My wife told me she can see a major difference since January. She can see that I’m motivated and happy. That I have energy. That I’m going somewhere on purpose. That’s not management. That’s leadership — even if the only person I’m leading right now is myself.
Godin says leadership is about creating change you believe in. Here’s the change I believe in:
We were meant for so much more than living in fear and being frustrated. By learning how to clarify what’s important to us, communicate it to others, and leverage the tools we have — including AI — we can do the work we know how to do, better and faster, and make the world better around us.
But that requires the personal work first. If we can’t communicate clearly with each other, what’s going to make us any better doing it with a computer? The human has to get clear before the technology gets useful.
And clarity, for me, started with something that had nothing to do with technology.
I’ve discovered that there is a God and that I’m not Him. That shapes everything about the kind of leader I’m becoming. I have agency. I can make decisions. But I want to be the kind of leader who partners with the leadership above me — God’s leading me, and I’m doing my best to understand where He wants me to go. So I keep my ears open, my eyes open, and I stay ready to pivot when I realize I’m not headed where I’m supposed to be.
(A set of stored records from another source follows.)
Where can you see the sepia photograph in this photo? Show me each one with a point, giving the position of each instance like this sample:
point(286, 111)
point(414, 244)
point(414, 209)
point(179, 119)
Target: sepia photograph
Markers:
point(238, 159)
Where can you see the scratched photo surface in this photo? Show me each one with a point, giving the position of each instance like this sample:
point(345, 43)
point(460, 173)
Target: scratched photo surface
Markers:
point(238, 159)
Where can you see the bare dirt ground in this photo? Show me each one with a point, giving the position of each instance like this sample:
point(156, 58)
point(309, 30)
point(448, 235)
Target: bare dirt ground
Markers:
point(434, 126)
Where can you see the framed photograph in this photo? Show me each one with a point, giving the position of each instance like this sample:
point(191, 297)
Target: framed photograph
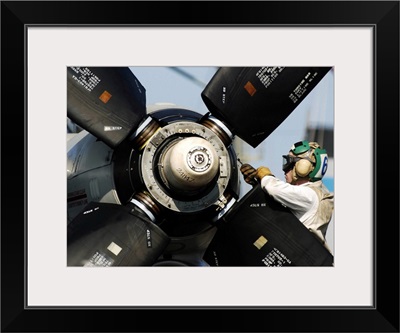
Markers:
point(358, 40)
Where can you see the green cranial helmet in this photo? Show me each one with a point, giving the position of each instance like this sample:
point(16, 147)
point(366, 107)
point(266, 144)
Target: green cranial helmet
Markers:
point(307, 159)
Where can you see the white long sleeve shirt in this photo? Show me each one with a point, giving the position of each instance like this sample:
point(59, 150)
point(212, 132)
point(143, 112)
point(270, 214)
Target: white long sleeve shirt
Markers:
point(310, 202)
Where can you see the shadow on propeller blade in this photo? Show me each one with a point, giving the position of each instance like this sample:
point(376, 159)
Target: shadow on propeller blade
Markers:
point(105, 234)
point(261, 232)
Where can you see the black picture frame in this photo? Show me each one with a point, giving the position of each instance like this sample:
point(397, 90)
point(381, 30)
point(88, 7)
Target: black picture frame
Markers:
point(383, 16)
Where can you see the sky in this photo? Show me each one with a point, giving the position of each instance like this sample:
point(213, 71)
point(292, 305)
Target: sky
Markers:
point(182, 86)
point(166, 85)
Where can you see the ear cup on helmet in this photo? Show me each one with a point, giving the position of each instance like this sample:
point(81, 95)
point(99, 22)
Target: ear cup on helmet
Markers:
point(303, 167)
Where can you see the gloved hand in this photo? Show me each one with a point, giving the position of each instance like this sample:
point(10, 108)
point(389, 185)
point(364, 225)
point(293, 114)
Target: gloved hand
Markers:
point(249, 174)
point(252, 175)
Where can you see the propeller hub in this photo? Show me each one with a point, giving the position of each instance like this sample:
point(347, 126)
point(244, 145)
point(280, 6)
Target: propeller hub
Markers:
point(191, 164)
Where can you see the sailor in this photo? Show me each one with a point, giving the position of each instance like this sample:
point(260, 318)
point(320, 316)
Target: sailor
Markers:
point(303, 192)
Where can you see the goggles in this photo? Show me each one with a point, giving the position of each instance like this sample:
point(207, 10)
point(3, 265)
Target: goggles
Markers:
point(288, 162)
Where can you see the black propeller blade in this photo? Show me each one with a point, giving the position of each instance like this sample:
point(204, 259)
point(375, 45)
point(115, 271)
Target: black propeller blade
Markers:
point(261, 232)
point(108, 102)
point(254, 101)
point(106, 234)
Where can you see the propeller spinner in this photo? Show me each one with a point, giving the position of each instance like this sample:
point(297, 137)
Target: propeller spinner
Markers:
point(175, 169)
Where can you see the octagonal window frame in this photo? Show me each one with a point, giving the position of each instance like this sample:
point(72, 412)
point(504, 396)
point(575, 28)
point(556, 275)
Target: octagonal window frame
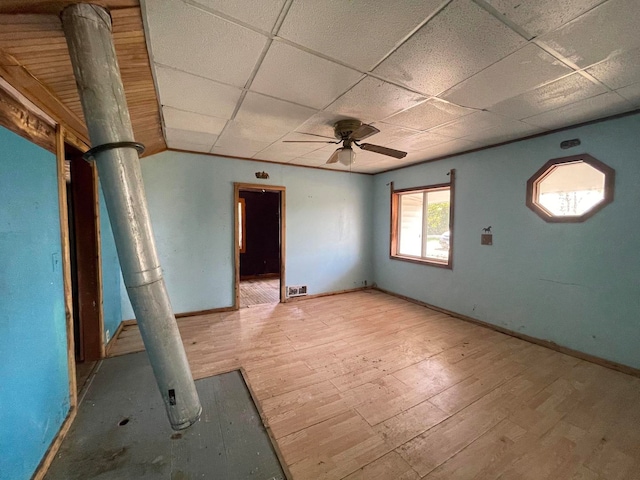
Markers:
point(535, 180)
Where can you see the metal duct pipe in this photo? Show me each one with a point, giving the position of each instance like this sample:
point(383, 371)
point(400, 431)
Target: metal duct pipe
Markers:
point(87, 29)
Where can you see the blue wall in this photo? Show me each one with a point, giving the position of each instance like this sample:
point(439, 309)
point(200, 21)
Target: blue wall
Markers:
point(33, 343)
point(573, 284)
point(110, 274)
point(190, 196)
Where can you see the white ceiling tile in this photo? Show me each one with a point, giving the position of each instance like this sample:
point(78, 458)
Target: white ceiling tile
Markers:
point(258, 109)
point(364, 158)
point(357, 32)
point(251, 137)
point(519, 72)
point(471, 124)
point(502, 134)
point(541, 16)
point(238, 150)
point(191, 147)
point(620, 70)
point(389, 134)
point(284, 152)
point(307, 162)
point(421, 141)
point(262, 14)
point(198, 42)
point(631, 93)
point(373, 99)
point(448, 148)
point(607, 29)
point(179, 119)
point(364, 168)
point(175, 135)
point(459, 42)
point(548, 97)
point(196, 94)
point(317, 81)
point(260, 133)
point(429, 114)
point(589, 109)
point(322, 153)
point(321, 124)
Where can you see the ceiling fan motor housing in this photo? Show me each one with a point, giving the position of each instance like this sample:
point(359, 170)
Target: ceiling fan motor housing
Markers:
point(344, 128)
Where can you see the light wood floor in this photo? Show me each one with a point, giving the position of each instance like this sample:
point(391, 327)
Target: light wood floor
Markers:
point(368, 386)
point(259, 291)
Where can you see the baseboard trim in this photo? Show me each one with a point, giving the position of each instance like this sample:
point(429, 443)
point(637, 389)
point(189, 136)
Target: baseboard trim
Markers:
point(133, 321)
point(326, 294)
point(111, 342)
point(52, 451)
point(544, 343)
If you’re reading this and you’ve got your own notebooks — your own stack of “someday I’ll” goals in different handwriting across different years — I want you to hear this:
You’re further along than you think you are.
The things you’ve been writing down matter. They aren’t dead dreams. They’re evidence that something inside you has been trying to lead for a long time. If you’ll lean in, clarify what you want to accomplish, and actually start — you’ll move faster than you expect. Because the dreamer who filled those notebooks already did the hard part. You just haven’t given yourself permission to lead yet.
The notebooks were never the problem. The permission was.
Day 76 of 280. Four days left in Round 2.